In The League of Residential Neighborhood Advocates v. City of Los Angeles, No. 06-56211 (Aug. 21, 2007), which I first discussed here a few days ago, the Ninth Circuit invalidated an agreement between the city of Los Angeles and a congregation to settle the congregation’s federal RLUIPA claim.  As part of the settlement, the city agreed to issue the congregation a Conditional Use Permit (CUP).  The League objected, asserting its members had been deprived of their right to a public hearing on the CUP.  More details on the case at Professor Patty Salkin’s Law of the Land blog here

The Ninth invalidated the agreement because the usual procedure to issue a CUP under California law includes public hearings, which had not been held in this case due to the settlement agreement.  While a federal district court has broad powers to settle litigation, those powers could not be invoked because the court had not found an “actual violation” of federal law, merely a “potential violation.”  As is usual in settlement agreements, the city did not admit it had breached RLUIPA, or violated the congregation’s rights.  The court found that fact dispositive.

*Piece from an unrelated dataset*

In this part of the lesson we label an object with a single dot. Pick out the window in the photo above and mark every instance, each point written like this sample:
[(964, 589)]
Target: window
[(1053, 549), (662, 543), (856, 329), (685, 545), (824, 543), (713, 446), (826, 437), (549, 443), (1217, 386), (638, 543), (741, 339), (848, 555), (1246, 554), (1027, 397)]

However, this decision does not necessarily spell the end for settlement of federal land use litigation by procedures that may not conform precisely to state law.  Federal courts have extensive authority to settle litigation, especially lawsuits involving federal constitutional issues by way of settlement agreements between the parties or consent decrees. 

Under a federal court’s consent decree authority, its inherent supervisory powers, and its power to remedy constitutional violations, it may command a state or local government to do things that they could not do under their own laws (like issue CUP’s without a public hearing, for example). 

I like to think of consent decrees as settlement agreements on constitutional steroids.  The US Constitution’s Supremacy Clause is a very potent tool, after all.  The seminal article on the subject was written by University of Hawaii Law School professor David Callies: The Use of Consent Decrees in Settling Land Use and Environmental Disputes, 21 Stetson L. Rev. 871 (1992). There are important differences between a settlement agreement and a consent decree that could distinguish League of Residential Neighborhood Advocates, and allow comprehensive (and creative) settlement of land use disputes. 

First, settlement agreements are merely contracts to end litigation, while consent decrees are federal court judgments (albeit agreed to by the parties) over which the court retains jurisdiction to supervise and enforce.  The fact that a consent decree is a judgment means that the limitation set forth in the Ninth Circuit decision — that the court finds an “actual violation” of federal law — is met. 

Second, the due process undercurrents in the Ninth Circuit case may not be present in the consent decree process, as courts generally hold at least one hearing prior to entering a consent decree at which third parties who may be impacted may object.

Update 10/22/2007 – the Congregation has filed a petition for rehearing/en banc with the Ninth Circuit.